Kabul etti çocuklar ve hemen sabahında denileni yaptılar. Kabil sakat hayvanlardan ve bozulmuş tahıllardan oluşan bir kurban hazırladı ve gösterilen yere bıraktı. Habil’in kurban seçimi uzun sürmüştü.

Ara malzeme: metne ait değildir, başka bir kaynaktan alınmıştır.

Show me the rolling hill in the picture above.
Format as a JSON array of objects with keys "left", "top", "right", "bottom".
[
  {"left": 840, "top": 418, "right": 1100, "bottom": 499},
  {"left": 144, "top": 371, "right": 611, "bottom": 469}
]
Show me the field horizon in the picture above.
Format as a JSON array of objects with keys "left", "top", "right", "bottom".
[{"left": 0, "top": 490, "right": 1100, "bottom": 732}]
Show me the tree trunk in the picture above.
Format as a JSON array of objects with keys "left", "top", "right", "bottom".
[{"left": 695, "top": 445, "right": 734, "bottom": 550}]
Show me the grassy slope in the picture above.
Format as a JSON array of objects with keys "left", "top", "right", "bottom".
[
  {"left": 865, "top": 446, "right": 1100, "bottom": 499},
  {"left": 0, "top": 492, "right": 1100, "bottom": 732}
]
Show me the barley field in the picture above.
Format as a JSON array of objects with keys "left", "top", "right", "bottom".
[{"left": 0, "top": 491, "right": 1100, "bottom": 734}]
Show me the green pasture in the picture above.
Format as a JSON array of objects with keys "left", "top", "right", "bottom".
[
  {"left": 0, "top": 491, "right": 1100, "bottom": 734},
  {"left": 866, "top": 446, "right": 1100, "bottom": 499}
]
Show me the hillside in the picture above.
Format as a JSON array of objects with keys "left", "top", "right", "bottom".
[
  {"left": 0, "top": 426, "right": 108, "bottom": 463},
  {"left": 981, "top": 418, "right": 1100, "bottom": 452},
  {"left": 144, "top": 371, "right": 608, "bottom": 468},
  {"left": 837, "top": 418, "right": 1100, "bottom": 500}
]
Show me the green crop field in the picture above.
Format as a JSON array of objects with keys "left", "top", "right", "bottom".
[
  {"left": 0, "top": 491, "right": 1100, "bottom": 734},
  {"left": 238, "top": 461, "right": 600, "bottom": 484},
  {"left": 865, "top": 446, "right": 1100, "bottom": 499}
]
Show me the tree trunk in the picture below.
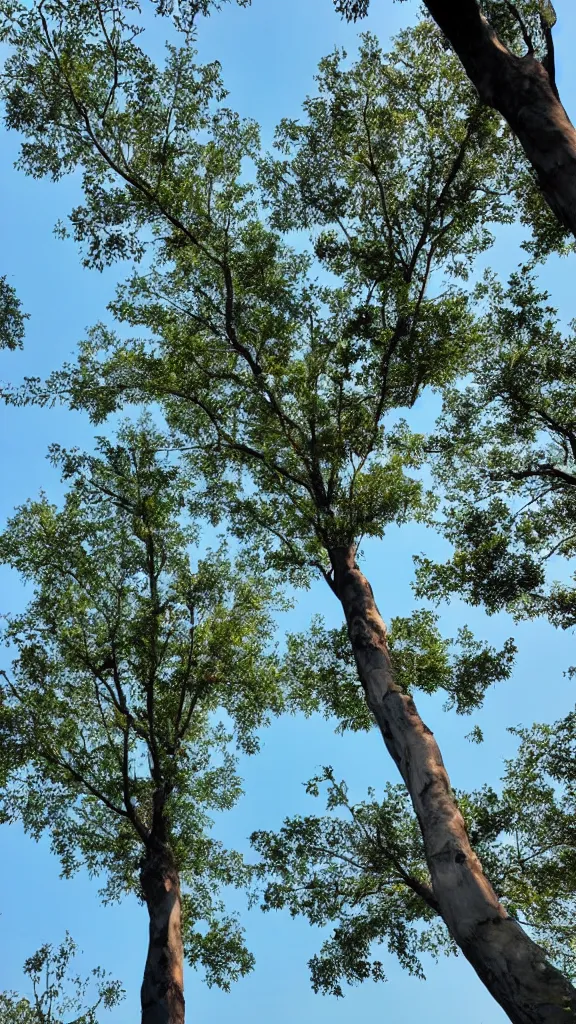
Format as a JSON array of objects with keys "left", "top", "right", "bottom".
[
  {"left": 330, "top": 548, "right": 576, "bottom": 1024},
  {"left": 424, "top": 0, "right": 576, "bottom": 234},
  {"left": 140, "top": 840, "right": 184, "bottom": 1024}
]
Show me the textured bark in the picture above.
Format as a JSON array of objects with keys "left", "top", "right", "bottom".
[
  {"left": 140, "top": 840, "right": 184, "bottom": 1024},
  {"left": 330, "top": 548, "right": 576, "bottom": 1024},
  {"left": 424, "top": 0, "right": 576, "bottom": 234}
]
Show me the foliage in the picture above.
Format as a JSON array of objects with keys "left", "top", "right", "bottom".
[
  {"left": 412, "top": 274, "right": 576, "bottom": 629},
  {"left": 0, "top": 421, "right": 283, "bottom": 987},
  {"left": 0, "top": 934, "right": 124, "bottom": 1024},
  {"left": 251, "top": 741, "right": 576, "bottom": 995},
  {"left": 0, "top": 275, "right": 29, "bottom": 350},
  {"left": 1, "top": 5, "right": 513, "bottom": 622}
]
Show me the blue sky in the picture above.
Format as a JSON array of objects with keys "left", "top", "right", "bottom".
[{"left": 0, "top": 0, "right": 576, "bottom": 1024}]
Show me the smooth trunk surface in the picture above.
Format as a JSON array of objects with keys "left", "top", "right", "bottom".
[
  {"left": 330, "top": 548, "right": 576, "bottom": 1024},
  {"left": 140, "top": 842, "right": 184, "bottom": 1024},
  {"left": 425, "top": 0, "right": 576, "bottom": 234}
]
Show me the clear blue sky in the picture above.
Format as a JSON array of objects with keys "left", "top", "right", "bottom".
[{"left": 0, "top": 0, "right": 576, "bottom": 1024}]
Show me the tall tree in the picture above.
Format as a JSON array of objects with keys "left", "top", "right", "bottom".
[
  {"left": 0, "top": 934, "right": 124, "bottom": 1024},
  {"left": 252, "top": 714, "right": 576, "bottom": 995},
  {"left": 5, "top": 3, "right": 576, "bottom": 1024},
  {"left": 417, "top": 271, "right": 576, "bottom": 629},
  {"left": 0, "top": 423, "right": 281, "bottom": 1024},
  {"left": 334, "top": 0, "right": 576, "bottom": 242}
]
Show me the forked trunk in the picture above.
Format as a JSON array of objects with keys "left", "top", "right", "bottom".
[
  {"left": 330, "top": 548, "right": 576, "bottom": 1024},
  {"left": 140, "top": 841, "right": 184, "bottom": 1024},
  {"left": 425, "top": 0, "right": 576, "bottom": 234}
]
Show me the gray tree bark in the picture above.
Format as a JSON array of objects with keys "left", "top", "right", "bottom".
[
  {"left": 424, "top": 0, "right": 576, "bottom": 236},
  {"left": 330, "top": 547, "right": 576, "bottom": 1024},
  {"left": 140, "top": 840, "right": 184, "bottom": 1024}
]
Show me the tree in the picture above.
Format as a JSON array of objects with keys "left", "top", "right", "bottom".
[
  {"left": 2, "top": 3, "right": 576, "bottom": 1024},
  {"left": 412, "top": 272, "right": 576, "bottom": 629},
  {"left": 0, "top": 934, "right": 124, "bottom": 1024},
  {"left": 0, "top": 422, "right": 282, "bottom": 1024},
  {"left": 0, "top": 275, "right": 29, "bottom": 350},
  {"left": 252, "top": 729, "right": 576, "bottom": 995},
  {"left": 334, "top": 0, "right": 576, "bottom": 242}
]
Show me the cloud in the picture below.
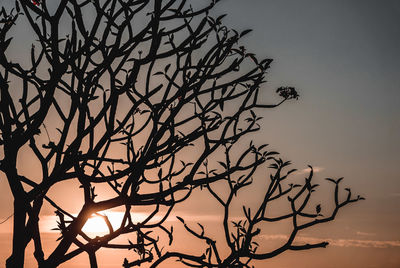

Bütün hayvanları tek tek kontrol etti ve en semiz olanları seçti,tahıllardan da en taze ve dolgun olanlarını ayırıp o da gösterilen yere bırakmıştı.
Vakit geceye varmıştı.. Meraklı ve sabırsız gözlerle tepeye bakıyorlardı. Acaba kimin kurbanının yerinde yanacaktı o ateş,işaret kimi gösterecekti? Beklenen vakit dolduğunda Habil’in tepesinde yanmıştı ateş,kurbanı kabul olmuştu. Rabbe şükürler etti Adem,şükürler etti Habil. Sorun çözülmüştü. Kabil de boyun eğmişti ilahi ateşe ya da öyle görünüyordu.

Ertesi gün hayvanları otlatmaya çıkmıştı çocuklar. İkisi de farklı yerlerdeydiler. Kabil yenilgiyi kabullenmiyordu ama elinden de bir şey gelmiyordu. İlahi emir böyleydi,karşı gelmesi imkansızdı. Bu işin üstesinden gelmenin bir yolu olmalı diyordu içinden,bu sorunun başkaca bir hal yolu bulunmalıydı mutlaka. O sırada şeytan yaklaştı kulağına,fısıldadı : Habil ölürse damat adayı kalmayacağı için istediğin kızla evlenirsin. Habil ve ölüm yanyana nasıl da gelmişti bir anda. Bir insanın ölümüne henüz kimse şahit olmamıştı. Nasıl olacaktı bu ? Şeytan onun da yolunu göstermişti,bir taşla kafasını ezecekti. Habil’in bulunduğu otlağa koştu hemen,bir an önce olsun bitsin istiyordu. Bir an önce istediği kıza kavuşmalıydı. 
Kardeşinin geldiğini uzaktan gördü Habil,acelesini de farketti. O da kardeşine doğru yürüdü nereye yürüdüğünü farketmeden. Yerden bir taş aldı Kabil ve vurdu kardeşine,oracıkta can vermişti Habil. Toprağa geri dönen ilk insan olmuştu. İlk kurbandı Habil,açgözlülüğün,hırsın ve tabiki vesvesenin. İlk kan düşmüştü toprağa,o kana bir daha asla doyamadı toprak. Kötü olanın iyi olana karşı ilk darbesiydi ve asla son darbesi olmadı.
Masumiyetin bedelini ödeyen ilk ‘kurbandı’ Habil.